A loud whinnying to the couple’s left caught them off-guard, and despite the numbing presence of the gas, they could see a huge rider-less horse with empty stirrups flapping along its flanks race past, people tossing themselves aside to avoid getting run over.

“What the flying fuck?” Horace half-shouted, but shook his head immediately after.

“Doesn’t matter, we need to get out of here. We get out here, I treat you to a lovely bottle of upper shelf, we’ll discuss it, and we’ll laugh about it. But right now, don’t let go of my hand, and keep following my voice.”

It would take days for the Cordelia Metropolitan Police Department to reconstruct the hell that had transpired in Goldbrook Commons and Trinity Square, but after about nine days of intense investigation, which involved large numbers of officers from the Special Affairs Investigative Division, the preliminary reports that was reported to Sir Thomas Tedenby’s office, being the Secretary of the Home Department, highlighted the unpreparedness of the Cordelia police units in facing such large crowds. Sir Justin McCloud, the Chief Commissioner of the CMPD immediately protested this, but was ultimately let go fifteen hours after the report became public to the mass media. As far as the Royal Army and their performance was concerned, they pretty much escaped the public eye’s ire, despite forming a substantial part of the Goldbrook Commons formation that in essence went to war against the gathered protesters.
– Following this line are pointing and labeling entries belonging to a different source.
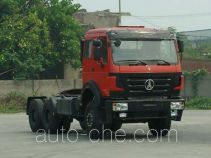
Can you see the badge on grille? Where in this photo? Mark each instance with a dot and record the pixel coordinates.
(149, 84)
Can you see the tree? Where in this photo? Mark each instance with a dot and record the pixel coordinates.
(36, 34)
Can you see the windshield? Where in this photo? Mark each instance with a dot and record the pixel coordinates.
(145, 51)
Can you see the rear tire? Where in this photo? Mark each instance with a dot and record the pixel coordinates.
(116, 126)
(65, 124)
(35, 114)
(51, 122)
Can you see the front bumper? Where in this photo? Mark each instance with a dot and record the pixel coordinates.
(143, 110)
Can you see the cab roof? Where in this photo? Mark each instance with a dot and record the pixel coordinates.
(133, 32)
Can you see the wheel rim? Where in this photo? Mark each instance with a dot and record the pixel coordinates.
(33, 115)
(89, 120)
(47, 115)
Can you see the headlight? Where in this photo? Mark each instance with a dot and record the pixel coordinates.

Lord Howeland had started his address at 12:40, the Houses had argued for about forty minutes before the noises of the mess outside had forced proceedings to be suspended. By the time that the Houses had been cleared, sixty-three demonstrators and three Cordelia police officers had been killed due to the desperate actions of the large mobs. But the Trinity Square panic added just so much more misery. Most of the wargs were involuntarily let loose, and the poor horses of the mounted officers fled the scene, shedding their riders. The stampede that followed down the steps of Trinity Square claimed further one-hundred and forty-three lives, and five-hundred wounded. The areas around the Parliament palace were, in the end, cleared, but not due to the peaceful dispersal of the crowds, but due to sheer fear and danger of being trod under foot. Linton Sciacca would only the day after, the 14th, learn that his own son had been present, because Horace and Evelyn had both been hastily transported to the nearby hospital of St. Gertrude because of their excessive inhalation of the police’s anti-riot gas substances. They’d both make speedy recoveries, and a few nurses would comment on the fact that they wanted their beds next to each other in the recovery ward, and get distressed if one or the other was wheeled out for examinations.
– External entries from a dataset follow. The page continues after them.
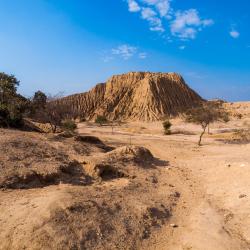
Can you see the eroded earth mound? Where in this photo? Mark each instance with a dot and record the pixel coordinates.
(75, 192)
(136, 96)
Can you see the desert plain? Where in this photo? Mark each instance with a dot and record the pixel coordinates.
(127, 187)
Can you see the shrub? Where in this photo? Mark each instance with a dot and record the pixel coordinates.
(69, 125)
(205, 114)
(100, 119)
(166, 126)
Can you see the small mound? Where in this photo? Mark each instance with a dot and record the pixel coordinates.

In all, eleven Cordelia Metropolitan police officers lost their lives, along with two members of the Royal Army Provost’s Corps, all the while one-hundred and seventy-three of their combined number were wounded in one way or another. 5849 protestors were arrested on site that day (including another few thousands from other parts of the city), but the vast majority were released after twenty-nine hours. One-hundred and three were charged with the intention to deliberately disturb the peace, and ninety would later be found in the courts of law to be guilty of trying to upset the democratic coalition of the Kingdom of Aurora, or excessive use of force against public officials. In New Angers on Angevin, sort of the same happened but in smaller numbers; the National Angevin Parliament was convened to discuss how to respond to this new threat to the Kingdom’s and the Union’s security, but about fifteen thousand protestors amassed outside Parlemont Plais. Luckily, the New Angers Police was prepared, and had sought help from the RAPC 19th Battalion, although the Redcaps of the 19th would have very little to do apart from providing rear-area support and cleaning up. What this would entail, in the end, was a very lively debate in the House of Lords and Commons, the likes of which had not ever been in Auroran society. That was after excusing the Secretary of Defence for two weeks as he sat by his son’s hospital bed.